Oct. 15 (UPI) -- The National Institutes of Health said Tuesday that researchers have found a new drug that can reduce liver fat and prevent progression of liver fibrosis in people with HIV.
Non-alcoholic fatty liver disease is a growing cause of serious liver problems in HIV-positive people with 25 percent of HIV-positive people impacted, according to a report released earlier this year.
The National Institute of Allergy and Infectious Diseases and the National Cancer Institute, both part of the NIH, conducted the new study with researchers from Massachusetts General Hospital in Boston.
The injectable hormone tesamorelin reduces liver fat in HIV-positive people, the NIH researchers and MGH colleagues reported, adding the drug also prevents liver fibrosis and scarring.
"Many people living with HIV have overcome significant obstacles to live longer, healthier lives, though many still experience liver disease," NIAID Director Anthony Fauci said in an NIH press release. "It is encouraging that tesamorelin, a drug already approved to treat other complications of HIV, may be effective in addressing non-alcoholic fatty liver disease."
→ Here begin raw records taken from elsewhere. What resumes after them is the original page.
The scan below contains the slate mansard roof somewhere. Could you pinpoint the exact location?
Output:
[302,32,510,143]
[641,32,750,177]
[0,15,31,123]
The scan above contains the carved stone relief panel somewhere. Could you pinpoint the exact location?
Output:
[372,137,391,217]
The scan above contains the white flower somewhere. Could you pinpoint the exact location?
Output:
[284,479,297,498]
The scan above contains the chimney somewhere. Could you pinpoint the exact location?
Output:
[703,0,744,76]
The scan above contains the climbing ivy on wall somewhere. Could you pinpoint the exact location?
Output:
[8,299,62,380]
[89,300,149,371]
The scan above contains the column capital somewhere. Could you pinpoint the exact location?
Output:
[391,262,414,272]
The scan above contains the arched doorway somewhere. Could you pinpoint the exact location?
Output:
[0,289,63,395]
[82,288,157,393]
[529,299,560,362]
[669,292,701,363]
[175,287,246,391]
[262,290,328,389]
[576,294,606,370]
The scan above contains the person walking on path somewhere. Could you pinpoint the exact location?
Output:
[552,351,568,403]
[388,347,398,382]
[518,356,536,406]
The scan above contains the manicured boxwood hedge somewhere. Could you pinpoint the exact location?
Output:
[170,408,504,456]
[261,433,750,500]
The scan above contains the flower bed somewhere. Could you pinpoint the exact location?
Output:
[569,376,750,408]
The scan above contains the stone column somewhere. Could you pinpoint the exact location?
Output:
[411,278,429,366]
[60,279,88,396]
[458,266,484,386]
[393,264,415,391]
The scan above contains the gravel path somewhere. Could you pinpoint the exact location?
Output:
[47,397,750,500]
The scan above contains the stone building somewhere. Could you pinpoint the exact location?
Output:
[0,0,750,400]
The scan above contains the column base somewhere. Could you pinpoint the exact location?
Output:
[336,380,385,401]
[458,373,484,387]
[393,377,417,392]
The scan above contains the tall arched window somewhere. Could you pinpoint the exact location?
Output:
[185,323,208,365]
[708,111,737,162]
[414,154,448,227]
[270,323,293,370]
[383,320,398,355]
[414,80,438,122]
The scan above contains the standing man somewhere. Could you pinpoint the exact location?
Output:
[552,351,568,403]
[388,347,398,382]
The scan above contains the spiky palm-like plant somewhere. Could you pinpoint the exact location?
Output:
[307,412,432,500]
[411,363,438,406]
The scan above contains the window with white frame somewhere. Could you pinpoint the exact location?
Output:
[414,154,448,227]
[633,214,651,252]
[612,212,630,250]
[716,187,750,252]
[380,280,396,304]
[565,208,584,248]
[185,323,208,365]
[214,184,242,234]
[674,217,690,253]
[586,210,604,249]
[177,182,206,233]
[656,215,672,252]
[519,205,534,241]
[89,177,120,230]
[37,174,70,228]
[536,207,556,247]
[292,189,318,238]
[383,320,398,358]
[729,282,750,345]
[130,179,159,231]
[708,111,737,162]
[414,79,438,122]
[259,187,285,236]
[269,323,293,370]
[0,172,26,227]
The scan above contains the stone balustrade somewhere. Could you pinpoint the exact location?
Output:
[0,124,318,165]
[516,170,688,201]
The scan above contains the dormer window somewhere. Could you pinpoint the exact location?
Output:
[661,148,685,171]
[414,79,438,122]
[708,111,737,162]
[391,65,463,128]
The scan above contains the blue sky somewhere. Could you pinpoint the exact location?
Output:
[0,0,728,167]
The ectopic fat accumulates in the liver causing NAFLD, and the visceral fat increases cardiovascular and type 2 diabetes risk. Grinspoon originally developed testamorelin with his colleagues to burn excess abdominal fat in people living with HIV by triggering production of growth hormone.
"People with HIV who develop significant deposits of visceral fat have disturbed production of growth hormone (GH)," Grinspoon, "who first identified the phenomenon," explained in statement. "GH oxidizes or 'burns,' visceral fat."
Researchers studied 61 men and women with HIV and NAFLD to find out if tesarmorelin could also reduce liver fat and other signs of NAFLD.
In the study, "for more than one in three subjects given the drug (35 percent), liver fat was reduced to below the threshold for NAFLD," compared with 4 percent who had a placebo, the agency said.
The drug also slowed fibrosis progression with just two people given the drug having advanced fibrosis compared to nine given a placebo.
The study was published online Friday on The Lancet HIV.